Plus opaque, Marcel Proust se pignolait en ordonnant à son majordome de torturer des rats devant lui avec de longues épingles à chapeau (vous n’aviez pas envie de le savoir, tant pis). D’ailleurs, on notera que l’indignation moderne se tourne toujours contre les fâcheux hétérosexuels, rarement contre nos génies à vapeur, mais c’est une autre histoire. Si l’on condamne la coprolalie de Gérard Depardieu en Corée du Nord, si l’on condamne Serge Gainsbourg pour sa passion affichée des lolitas, alors on condamne à peu près tout le monde depuis la Grèce antique. En oubliant que là où la moraline est relative, le génie est incompressible. Il est toujours plus facile de s’arrêter à quelques anecdotes pour se dispenser de lire leurs livres ou d’écouter leurs chansons. Les pétitionnaires qui s’insurgent contre le métro Gainsbourg devraient prêter une oreille à l’ « Histoire de Mélody Nelson » pour comprendre que son œuvre ne s’arrête pas aux quelques provocations de « Lemon Incest », notamment de son clip franchement douteux, mais qu’on pourrait parfaitement, aussi interpréter comme une utilisation de la provocation la plus équivoque pour révéler une grande vérité morale : la supériorité de l’amour filiale sur tout amour physique. Evidemment qu’en tant que père, on ne mettrait jamais notre fille en scène de cette manière mais il faut le dire, en tant que père, nous rêverions tous d’écrire cette sublime déclaration d’amour d’un père à sa fille :
« L’amour que nous ne ferons jamais ensemble
Est le plus beau le plus violent
Le plus pur le plus enivrant
Exquise esquisse
Délicieuse enfant
Ma chair et mon sang
Oh mon bébé mon âme »
Et que non, Gérard Depardieu, acteur fétiche de Pialat, interprète du héros bernanosien, n’est en aucun cas le symbole de la génération soixante-huitarde – un film comme « Les Valseuses » dénonçant précisant la vacuité morale et intellectuelle de cette décennie. Bien sûr, on ne défend pas une seule seconde les propos dégueulasses tenus par l’acteur pendant son échappée en Corée du Nord. On rappelle seulement que « canceller » toute sa filmographie sur la base de ces quelques minutes de plans volés, et alors qu’aucune affaire le concernant n’a encore été jugée, c’est tout simplement aller contre la présomption d’innocence. Tout en s’achetant au passage une légitimité #MeToo à peu de frais… Quant à la droite qui ajoute sa voix aux pleurnicheries des féministes, il serait temps qu’elle se cultive un minimum si elle espère gagner le combat culturel.

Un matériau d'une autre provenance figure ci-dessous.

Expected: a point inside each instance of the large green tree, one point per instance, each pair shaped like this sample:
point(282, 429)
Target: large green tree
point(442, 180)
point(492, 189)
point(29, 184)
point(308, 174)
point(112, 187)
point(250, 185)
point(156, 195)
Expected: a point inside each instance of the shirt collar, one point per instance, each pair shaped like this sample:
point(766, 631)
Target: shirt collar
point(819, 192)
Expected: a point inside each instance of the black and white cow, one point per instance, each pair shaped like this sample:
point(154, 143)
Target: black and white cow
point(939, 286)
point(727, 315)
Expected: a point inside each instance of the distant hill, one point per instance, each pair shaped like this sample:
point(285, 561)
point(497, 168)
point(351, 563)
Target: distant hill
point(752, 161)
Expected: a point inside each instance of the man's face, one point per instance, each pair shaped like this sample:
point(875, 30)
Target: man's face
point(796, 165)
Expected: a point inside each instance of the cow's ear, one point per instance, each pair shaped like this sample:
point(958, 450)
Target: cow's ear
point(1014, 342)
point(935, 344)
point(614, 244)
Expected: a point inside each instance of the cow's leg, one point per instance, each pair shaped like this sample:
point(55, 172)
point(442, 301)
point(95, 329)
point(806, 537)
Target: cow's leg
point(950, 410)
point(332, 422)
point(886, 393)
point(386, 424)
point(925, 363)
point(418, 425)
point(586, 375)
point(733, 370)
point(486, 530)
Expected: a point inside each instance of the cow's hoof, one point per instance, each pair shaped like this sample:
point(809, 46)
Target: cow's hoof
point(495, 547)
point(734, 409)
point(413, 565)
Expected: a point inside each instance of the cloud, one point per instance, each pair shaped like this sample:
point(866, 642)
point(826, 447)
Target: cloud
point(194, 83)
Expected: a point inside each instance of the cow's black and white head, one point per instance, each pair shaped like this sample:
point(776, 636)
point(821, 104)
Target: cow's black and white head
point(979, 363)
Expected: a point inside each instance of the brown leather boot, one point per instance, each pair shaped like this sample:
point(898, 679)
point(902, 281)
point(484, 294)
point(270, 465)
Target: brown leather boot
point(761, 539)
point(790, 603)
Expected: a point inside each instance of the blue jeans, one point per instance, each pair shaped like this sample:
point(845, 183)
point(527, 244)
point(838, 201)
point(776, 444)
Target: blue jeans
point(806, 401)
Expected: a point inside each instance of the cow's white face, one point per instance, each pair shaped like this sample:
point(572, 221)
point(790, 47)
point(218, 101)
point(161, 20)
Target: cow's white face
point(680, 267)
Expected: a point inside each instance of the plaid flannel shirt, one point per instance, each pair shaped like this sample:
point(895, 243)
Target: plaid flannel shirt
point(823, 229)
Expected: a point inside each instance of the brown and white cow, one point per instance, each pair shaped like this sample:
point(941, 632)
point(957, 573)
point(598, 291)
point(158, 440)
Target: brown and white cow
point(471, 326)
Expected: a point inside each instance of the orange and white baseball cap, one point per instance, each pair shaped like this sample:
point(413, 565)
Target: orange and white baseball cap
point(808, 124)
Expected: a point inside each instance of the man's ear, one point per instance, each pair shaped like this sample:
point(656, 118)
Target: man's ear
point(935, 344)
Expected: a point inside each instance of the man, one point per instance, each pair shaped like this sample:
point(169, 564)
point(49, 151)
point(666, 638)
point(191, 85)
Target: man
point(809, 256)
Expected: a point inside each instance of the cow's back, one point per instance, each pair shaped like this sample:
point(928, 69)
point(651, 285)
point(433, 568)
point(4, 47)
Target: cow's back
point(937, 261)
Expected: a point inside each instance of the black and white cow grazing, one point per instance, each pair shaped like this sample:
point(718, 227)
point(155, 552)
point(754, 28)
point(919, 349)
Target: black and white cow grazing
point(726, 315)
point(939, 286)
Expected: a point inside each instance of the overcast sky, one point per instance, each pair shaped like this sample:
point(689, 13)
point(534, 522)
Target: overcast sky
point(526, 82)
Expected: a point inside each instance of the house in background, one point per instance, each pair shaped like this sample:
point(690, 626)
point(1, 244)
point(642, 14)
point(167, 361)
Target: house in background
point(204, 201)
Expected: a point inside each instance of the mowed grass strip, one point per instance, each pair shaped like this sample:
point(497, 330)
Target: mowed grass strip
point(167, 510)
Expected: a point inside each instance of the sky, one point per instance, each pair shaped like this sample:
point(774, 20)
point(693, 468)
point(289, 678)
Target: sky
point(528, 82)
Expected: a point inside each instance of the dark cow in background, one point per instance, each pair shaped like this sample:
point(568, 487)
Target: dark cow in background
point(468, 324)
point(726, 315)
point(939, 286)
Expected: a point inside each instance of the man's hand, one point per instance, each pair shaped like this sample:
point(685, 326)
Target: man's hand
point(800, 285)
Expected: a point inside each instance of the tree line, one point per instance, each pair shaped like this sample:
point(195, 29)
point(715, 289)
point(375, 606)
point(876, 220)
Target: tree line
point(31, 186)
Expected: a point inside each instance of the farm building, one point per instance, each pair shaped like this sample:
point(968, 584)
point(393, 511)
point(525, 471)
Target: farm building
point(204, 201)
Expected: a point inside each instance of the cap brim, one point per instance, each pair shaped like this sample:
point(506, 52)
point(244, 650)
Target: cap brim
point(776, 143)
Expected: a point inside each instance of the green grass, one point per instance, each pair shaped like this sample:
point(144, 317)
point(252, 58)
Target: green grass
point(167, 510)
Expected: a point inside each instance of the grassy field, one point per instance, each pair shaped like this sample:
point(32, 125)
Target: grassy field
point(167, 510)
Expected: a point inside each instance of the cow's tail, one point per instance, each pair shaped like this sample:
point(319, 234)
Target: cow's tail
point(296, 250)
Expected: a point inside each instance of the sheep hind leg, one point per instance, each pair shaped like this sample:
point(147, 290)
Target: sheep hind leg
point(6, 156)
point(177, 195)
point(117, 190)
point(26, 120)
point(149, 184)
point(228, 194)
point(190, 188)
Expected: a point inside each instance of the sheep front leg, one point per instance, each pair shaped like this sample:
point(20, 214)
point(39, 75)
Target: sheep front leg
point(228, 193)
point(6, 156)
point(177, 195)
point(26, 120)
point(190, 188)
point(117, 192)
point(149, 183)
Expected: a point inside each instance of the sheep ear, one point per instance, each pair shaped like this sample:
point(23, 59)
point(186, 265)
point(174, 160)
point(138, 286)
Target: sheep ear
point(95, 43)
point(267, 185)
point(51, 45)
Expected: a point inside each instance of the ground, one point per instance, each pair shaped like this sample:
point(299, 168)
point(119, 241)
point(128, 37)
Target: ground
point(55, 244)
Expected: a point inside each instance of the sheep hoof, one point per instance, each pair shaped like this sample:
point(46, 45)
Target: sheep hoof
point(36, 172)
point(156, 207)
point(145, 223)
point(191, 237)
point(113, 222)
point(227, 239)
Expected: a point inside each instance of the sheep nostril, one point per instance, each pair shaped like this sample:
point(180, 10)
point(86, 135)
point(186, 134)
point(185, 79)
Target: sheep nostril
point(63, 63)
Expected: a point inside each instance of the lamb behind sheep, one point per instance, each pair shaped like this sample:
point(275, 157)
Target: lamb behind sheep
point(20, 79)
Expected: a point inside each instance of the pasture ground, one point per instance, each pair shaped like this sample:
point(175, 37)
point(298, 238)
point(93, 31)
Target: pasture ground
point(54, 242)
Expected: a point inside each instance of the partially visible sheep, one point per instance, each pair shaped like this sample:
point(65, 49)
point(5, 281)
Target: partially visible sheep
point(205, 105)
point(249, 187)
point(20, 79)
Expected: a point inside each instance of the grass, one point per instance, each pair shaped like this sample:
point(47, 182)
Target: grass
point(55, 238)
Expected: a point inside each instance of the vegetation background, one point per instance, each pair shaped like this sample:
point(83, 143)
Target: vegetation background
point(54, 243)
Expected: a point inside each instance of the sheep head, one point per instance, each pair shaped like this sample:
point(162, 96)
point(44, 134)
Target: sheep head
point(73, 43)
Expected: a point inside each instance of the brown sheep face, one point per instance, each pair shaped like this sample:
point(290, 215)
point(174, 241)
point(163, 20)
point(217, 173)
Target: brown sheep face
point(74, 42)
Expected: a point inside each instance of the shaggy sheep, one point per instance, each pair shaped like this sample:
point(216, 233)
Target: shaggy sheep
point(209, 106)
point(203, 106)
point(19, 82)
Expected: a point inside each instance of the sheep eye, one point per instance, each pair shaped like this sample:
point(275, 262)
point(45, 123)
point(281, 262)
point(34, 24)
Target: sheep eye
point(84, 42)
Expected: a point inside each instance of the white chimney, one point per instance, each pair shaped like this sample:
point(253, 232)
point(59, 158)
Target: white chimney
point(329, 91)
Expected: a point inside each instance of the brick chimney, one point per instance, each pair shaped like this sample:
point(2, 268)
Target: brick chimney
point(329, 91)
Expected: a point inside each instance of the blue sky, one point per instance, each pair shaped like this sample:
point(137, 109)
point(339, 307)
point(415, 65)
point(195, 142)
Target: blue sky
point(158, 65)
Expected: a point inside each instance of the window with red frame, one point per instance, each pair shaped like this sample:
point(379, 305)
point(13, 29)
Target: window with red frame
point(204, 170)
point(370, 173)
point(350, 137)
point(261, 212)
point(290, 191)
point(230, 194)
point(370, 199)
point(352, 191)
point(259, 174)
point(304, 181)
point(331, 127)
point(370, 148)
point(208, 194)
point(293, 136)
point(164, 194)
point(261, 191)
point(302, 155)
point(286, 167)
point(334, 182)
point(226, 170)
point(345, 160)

Il faudrait comprendre, en fait, que le génie d’un artiste s’inscrit dans un plan plus vaste, dans lequel ses éléments biographiques font souvent grise mine. Que sont les mains au cul de Depardieu face à sa filmographie ? Que sont quelques cadavres de rats face à la Recherche du temps perdu ? Que sont les réactions indignées face à l’œuvre de Gainsbourg, immense et toujours aussi avant-gardiste près de 30 ans après sa mort ? Honnêtement, pas grand-chose. Laissons à la seule morale qui compte – celle du Christ – le soin de juger, au regard de l’éternité, si l’empreinte des géants peut se dissoudre dans les pattes de mouche de leurs passions délinquantes.